Chemical limitations of water based coolants

Although water is cheap and readily available, it is also the root cause of corrosion within engine cooling systems.

Water when heated drives off a significant proportion of dissolved oxygen, but as it cools reabsorbs fresh oxygen. This cycle leads to a perpetual cycle of corrosion, which is accentuated in classic vehicles with no expansion chamber.

Water also acts as an electrolyte if dissolved solids, such as hardness salts (lime scale) etc., are present. This promotes galvanic corrosion where metals of high nobility sacrifice themselves metal of low nobility – often manifested by pitting.

Corrosion inhibitor formulations have changed many times over the years, but not always for the better. Nitrite, silicate, borate and azole based products have been around for many years, with Organic Acid Technology (OAT) inhibitors appearing more recently. OAT formulations are often branded as ‘Long-Life’ based on their five year life-span, compared with 1-2 years for standard antifreeze formulations.

Although OAT-EG-Water mixtures are now used in most new car engines, they have proven less successful in older vehicles and heavy duty diesel engines (HDDE).

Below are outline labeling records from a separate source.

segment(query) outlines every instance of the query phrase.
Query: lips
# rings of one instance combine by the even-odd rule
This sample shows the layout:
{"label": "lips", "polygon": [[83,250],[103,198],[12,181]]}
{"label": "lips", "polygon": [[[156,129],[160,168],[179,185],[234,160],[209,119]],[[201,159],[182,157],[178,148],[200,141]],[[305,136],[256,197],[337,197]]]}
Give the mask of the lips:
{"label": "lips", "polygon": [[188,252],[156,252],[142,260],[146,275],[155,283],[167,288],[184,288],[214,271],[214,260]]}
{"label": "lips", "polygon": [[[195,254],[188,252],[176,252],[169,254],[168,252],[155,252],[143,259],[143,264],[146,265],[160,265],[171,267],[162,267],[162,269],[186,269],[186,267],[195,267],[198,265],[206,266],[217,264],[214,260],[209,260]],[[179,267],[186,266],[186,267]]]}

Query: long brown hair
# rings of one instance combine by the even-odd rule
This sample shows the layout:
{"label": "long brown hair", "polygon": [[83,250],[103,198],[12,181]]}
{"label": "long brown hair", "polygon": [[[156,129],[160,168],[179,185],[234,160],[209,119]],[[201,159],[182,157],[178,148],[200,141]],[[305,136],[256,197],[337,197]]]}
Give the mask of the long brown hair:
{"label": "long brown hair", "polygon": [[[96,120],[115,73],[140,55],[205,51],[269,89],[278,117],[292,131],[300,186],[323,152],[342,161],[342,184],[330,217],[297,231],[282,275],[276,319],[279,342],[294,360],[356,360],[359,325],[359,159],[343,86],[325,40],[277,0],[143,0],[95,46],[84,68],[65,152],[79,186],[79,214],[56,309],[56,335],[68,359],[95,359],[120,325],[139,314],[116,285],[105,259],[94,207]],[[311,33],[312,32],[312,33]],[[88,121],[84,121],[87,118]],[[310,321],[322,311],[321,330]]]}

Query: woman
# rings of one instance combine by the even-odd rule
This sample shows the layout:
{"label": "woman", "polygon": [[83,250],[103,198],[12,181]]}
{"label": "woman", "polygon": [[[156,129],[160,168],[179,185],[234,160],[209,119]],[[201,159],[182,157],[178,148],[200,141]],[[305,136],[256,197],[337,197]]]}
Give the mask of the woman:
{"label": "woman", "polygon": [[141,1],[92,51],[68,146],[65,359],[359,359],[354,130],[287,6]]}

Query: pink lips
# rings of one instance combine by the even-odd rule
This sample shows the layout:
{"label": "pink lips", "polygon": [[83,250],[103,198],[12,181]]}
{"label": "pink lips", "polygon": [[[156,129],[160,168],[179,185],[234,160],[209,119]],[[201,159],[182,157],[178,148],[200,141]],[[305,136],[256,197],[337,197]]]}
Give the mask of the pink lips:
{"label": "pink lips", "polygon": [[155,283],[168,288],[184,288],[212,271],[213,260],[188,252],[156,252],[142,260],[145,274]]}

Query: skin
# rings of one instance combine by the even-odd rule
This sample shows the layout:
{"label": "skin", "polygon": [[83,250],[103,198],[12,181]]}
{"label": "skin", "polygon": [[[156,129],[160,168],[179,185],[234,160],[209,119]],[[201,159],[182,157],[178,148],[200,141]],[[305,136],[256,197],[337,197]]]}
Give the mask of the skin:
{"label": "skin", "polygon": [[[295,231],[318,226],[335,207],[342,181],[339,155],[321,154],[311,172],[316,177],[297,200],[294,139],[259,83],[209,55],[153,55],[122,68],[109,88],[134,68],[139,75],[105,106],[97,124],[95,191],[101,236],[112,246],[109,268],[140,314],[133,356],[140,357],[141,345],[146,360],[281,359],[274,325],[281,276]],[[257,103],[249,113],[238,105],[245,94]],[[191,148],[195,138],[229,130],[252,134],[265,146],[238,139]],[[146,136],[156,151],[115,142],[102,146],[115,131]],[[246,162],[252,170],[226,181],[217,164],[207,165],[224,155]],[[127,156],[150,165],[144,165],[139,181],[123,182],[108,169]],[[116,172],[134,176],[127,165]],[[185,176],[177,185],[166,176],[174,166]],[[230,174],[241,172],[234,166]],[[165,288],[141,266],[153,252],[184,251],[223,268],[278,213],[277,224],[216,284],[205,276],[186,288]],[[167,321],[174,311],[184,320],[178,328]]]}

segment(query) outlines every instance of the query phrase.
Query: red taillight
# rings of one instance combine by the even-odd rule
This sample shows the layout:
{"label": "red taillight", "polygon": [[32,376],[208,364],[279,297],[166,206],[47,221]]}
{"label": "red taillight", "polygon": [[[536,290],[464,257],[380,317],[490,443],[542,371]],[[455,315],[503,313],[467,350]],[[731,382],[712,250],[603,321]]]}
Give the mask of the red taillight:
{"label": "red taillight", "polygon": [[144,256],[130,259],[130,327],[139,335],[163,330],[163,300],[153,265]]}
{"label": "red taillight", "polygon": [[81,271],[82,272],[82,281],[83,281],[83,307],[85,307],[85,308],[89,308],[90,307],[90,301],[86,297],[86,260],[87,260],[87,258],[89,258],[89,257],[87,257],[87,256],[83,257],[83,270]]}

After several years of trying OAT based products many HDDE OEMs and fleet operators reverted to nitrite and/or Hybrid OAT (HOAT) formulations. One reason for this u-turn was that OAT formulations offer little protection against liner pitting.

To maintain effective inhibitor levels it is often necessary to retro-dose with Supplemental Coolant Additives or SCAs. It is common for SCA’s to be under or over dosed leading to accelerated corrosion rates, cylinder liner pitting or blocking up of radiator channels with congealed inhibitor.